A: I will hunt that down. While we’re talking about music, though... do you have time to talk about Marvin Pontiac?

J: We got seven more minutes.

A: It’s probably my favourite work of yours, but it’s not even out under your name! (Laughs).

J: Yeah.

A: Do you have any regrets as to having done that under a pseudonym?

J: A million people tell me I made a mistake, but I don’t think so. I had to do it like that. What, was I gonna make it a John Lurie Sings album? It seems ridiculous.

A (laughs): It does have a wonderful prank-like quality... How well did that sell?

J: It did okay, but - it was on my own label and stuff. It’s still selling, but if it had been on a major label and was on MTV, I’m sure it could have done better. I think we sold 30,000 in the US, or maybe more. And I get cheques from i-Tunes every month - it does well.

A: I didn’t know it was even still in print. So Strange and Beautiful is still manufacturing it.

J: Nyaah, kind of. I mean, you’re talking to Strange and Beautiful right now. There’s not really anybody running the label. But it’s still in print.

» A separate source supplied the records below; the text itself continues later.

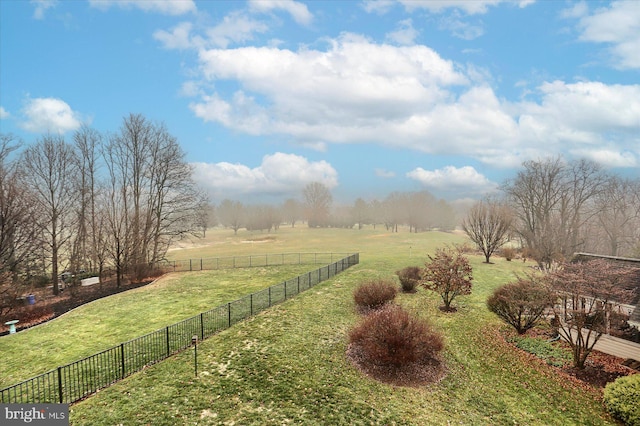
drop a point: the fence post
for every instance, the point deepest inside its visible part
(168, 346)
(60, 396)
(122, 364)
(201, 325)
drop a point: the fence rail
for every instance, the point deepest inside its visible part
(74, 381)
(204, 264)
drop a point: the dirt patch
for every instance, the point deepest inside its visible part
(49, 306)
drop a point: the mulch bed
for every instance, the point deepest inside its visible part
(600, 368)
(49, 306)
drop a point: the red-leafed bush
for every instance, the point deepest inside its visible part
(374, 294)
(390, 336)
(395, 347)
(520, 304)
(409, 278)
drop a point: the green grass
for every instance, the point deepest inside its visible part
(287, 365)
(107, 322)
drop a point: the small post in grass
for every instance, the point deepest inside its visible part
(194, 342)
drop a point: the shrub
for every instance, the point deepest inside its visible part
(374, 294)
(391, 337)
(409, 278)
(508, 253)
(520, 304)
(621, 399)
(449, 274)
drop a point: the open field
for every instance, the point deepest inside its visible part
(107, 322)
(288, 364)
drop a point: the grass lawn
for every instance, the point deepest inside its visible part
(107, 322)
(288, 364)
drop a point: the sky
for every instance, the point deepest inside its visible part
(366, 97)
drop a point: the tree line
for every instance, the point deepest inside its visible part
(420, 211)
(95, 201)
(554, 208)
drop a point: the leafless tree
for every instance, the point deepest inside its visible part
(291, 211)
(616, 228)
(17, 227)
(449, 274)
(159, 199)
(487, 224)
(318, 202)
(585, 294)
(551, 200)
(50, 174)
(85, 249)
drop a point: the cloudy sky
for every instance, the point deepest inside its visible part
(367, 97)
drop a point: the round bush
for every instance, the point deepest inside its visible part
(409, 278)
(374, 294)
(622, 398)
(391, 337)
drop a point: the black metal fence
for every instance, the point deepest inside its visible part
(74, 381)
(206, 264)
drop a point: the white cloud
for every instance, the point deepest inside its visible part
(461, 28)
(384, 173)
(438, 6)
(237, 27)
(165, 7)
(610, 158)
(41, 7)
(463, 179)
(404, 35)
(357, 91)
(617, 25)
(178, 38)
(49, 115)
(278, 174)
(298, 11)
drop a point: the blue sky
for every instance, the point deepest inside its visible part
(367, 97)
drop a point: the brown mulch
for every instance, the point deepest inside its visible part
(49, 306)
(600, 368)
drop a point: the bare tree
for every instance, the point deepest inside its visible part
(449, 274)
(318, 202)
(615, 230)
(85, 249)
(17, 228)
(50, 173)
(585, 294)
(487, 224)
(551, 202)
(160, 202)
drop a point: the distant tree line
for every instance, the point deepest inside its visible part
(553, 208)
(419, 211)
(94, 201)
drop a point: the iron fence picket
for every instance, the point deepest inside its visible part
(74, 381)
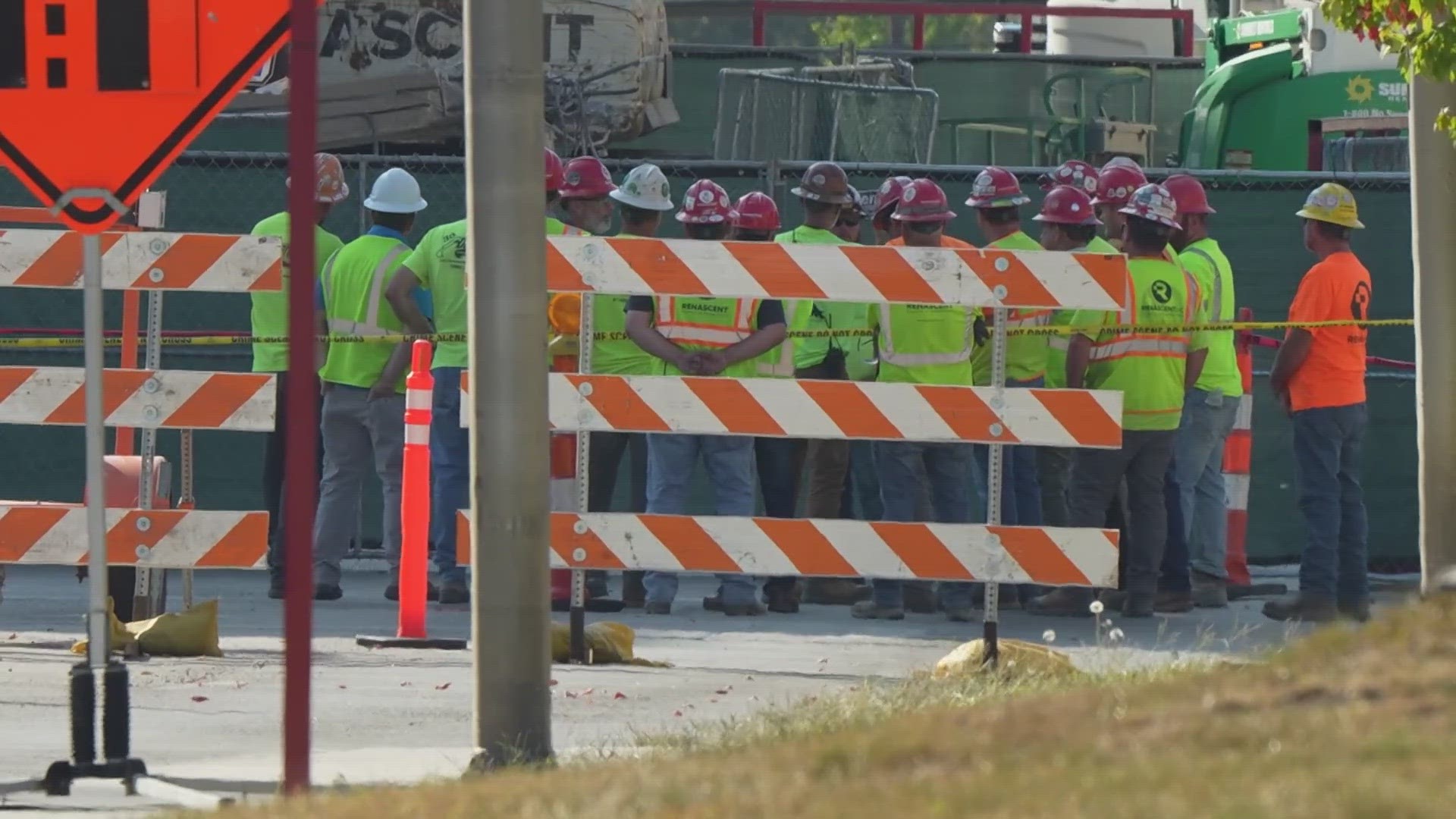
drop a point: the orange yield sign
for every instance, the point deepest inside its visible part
(105, 93)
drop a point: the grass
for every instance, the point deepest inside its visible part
(1346, 723)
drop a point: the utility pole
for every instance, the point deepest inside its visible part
(506, 268)
(1433, 212)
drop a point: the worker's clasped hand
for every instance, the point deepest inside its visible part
(708, 363)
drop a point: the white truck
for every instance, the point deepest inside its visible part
(392, 72)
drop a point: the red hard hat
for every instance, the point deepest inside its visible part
(1153, 203)
(1188, 194)
(1068, 206)
(585, 178)
(1116, 184)
(922, 200)
(1074, 172)
(705, 203)
(996, 187)
(755, 212)
(554, 172)
(889, 194)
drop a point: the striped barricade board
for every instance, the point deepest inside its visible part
(836, 273)
(161, 538)
(827, 548)
(145, 261)
(140, 398)
(833, 410)
(55, 534)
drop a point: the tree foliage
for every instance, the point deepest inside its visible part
(1420, 33)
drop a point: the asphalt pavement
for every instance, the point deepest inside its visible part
(400, 716)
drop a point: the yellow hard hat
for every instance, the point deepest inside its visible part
(1331, 203)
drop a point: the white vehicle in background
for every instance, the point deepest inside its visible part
(392, 72)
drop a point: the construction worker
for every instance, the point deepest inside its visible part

A: Did any of that ever get performed live?

J: No.

A: Too bad.

J: It would be impossible - there’s no way. I don’t think I could sing onstage, and I mean - one of the hardest things about performing onstage is learning how to use monitors, to hear yourself back. That took me years, just with the saxophone. I can’t imagine trying to figure out how to sing onstage. That would just be something I couldn’t do. Plus the way the songs are all constructed, it’s like - me playing guitar, me playing the saxophone, me playing the harmonica, me playing the marimba - y’know what I mean? And there’s a lot of stuff on there, so it would have taken an eighteen piece band with twelve of the guys just standing there half the time.

A: Too bad. But it’s a fucking amazing album. Did you get unusual responses to it? I remember reading that people were upset that you were making fun of the mentally ill...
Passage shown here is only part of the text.